When I hear the front door open at 5:37 p.m., I'm halfway through microwaving leftover pasta and nursing the emotional hangover from The Hoodie Incident.

I expect it to be my mom. Maybe Alex.

It's neither.

Instead, Lucas walks in like he didn't just vanish off the face of the planet for a month.

Same sandy hair, same dimples that got him away with murder in middle school, same smug older-brother expression like he knows things I don't.

"Hey," he says casually, tossing his duffel bag by the stairs.

I blink.

Then I squint.

Then I narrow my eyes like I'm examining an imposter.

"You're alive," I say. "How wild."

Lucas laughs and pulls me into one of those half-bro hugs where you bump shoulders and pretend it counts. "Miss me?"

"No," I lie.

He grins like he knows I'm lying.

"How's Mom?"

"Stressed. Tired. She thinks you're subsisting off energy drinks and vibes."

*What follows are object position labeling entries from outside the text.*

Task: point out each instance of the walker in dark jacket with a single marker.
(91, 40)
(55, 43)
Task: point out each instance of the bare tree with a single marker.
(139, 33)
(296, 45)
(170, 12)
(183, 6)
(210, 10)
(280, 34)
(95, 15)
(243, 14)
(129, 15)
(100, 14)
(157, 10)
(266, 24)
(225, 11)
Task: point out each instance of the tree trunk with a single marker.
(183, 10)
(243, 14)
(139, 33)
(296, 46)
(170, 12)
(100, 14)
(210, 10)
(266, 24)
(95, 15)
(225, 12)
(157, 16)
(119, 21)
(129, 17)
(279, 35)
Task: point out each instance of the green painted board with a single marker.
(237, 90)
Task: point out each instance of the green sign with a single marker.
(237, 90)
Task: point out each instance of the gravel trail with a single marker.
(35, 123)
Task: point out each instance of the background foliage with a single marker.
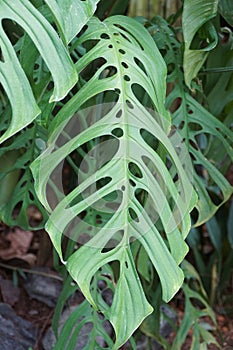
(103, 96)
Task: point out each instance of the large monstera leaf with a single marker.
(139, 173)
(13, 78)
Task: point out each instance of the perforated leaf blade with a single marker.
(71, 15)
(198, 127)
(13, 79)
(130, 64)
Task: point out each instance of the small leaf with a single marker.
(71, 15)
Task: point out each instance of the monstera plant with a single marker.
(89, 97)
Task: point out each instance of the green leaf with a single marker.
(198, 127)
(215, 233)
(196, 17)
(226, 10)
(71, 15)
(13, 79)
(18, 183)
(130, 65)
(230, 225)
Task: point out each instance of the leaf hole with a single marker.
(140, 64)
(133, 215)
(141, 196)
(109, 71)
(126, 78)
(195, 126)
(1, 56)
(125, 65)
(129, 104)
(113, 242)
(150, 139)
(119, 113)
(132, 183)
(122, 51)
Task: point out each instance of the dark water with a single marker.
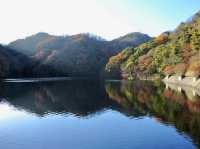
(83, 114)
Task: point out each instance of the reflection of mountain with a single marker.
(85, 98)
(81, 98)
(167, 106)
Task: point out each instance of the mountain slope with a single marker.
(176, 52)
(13, 64)
(81, 54)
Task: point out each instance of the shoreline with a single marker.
(186, 81)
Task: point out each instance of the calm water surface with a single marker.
(83, 114)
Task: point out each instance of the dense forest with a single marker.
(171, 53)
(77, 55)
(134, 55)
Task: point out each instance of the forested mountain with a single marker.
(176, 52)
(77, 55)
(13, 64)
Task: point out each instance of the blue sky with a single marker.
(106, 18)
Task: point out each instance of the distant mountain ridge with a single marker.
(76, 55)
(171, 53)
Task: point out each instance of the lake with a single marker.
(89, 114)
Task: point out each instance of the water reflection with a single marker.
(168, 104)
(81, 98)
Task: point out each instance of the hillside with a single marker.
(176, 52)
(13, 63)
(77, 55)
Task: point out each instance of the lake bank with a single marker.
(186, 81)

Lucas shrugs. "She's not wrong."

"And how's uni?"

"Also vibes. And way too much group work." He walks into the kitchen and opens the fridge like he hasn't been gone. "Is that Alex's protein shake? He's still on that chalk-flavored nonsense?"

I watch him like he's a ghost. "He's still here. In your room. Taking up oxygen and existing loudly."

Lucas hums. "Thought he'd be gone by now."

"You and me both."

We sit at the kitchen island, and for a second, it almost feels normal again. Like when Lucas still lived here and everything was familiar—slightly chaotic, but in a good way. Before he left and Alex stayed. Before everything flipped.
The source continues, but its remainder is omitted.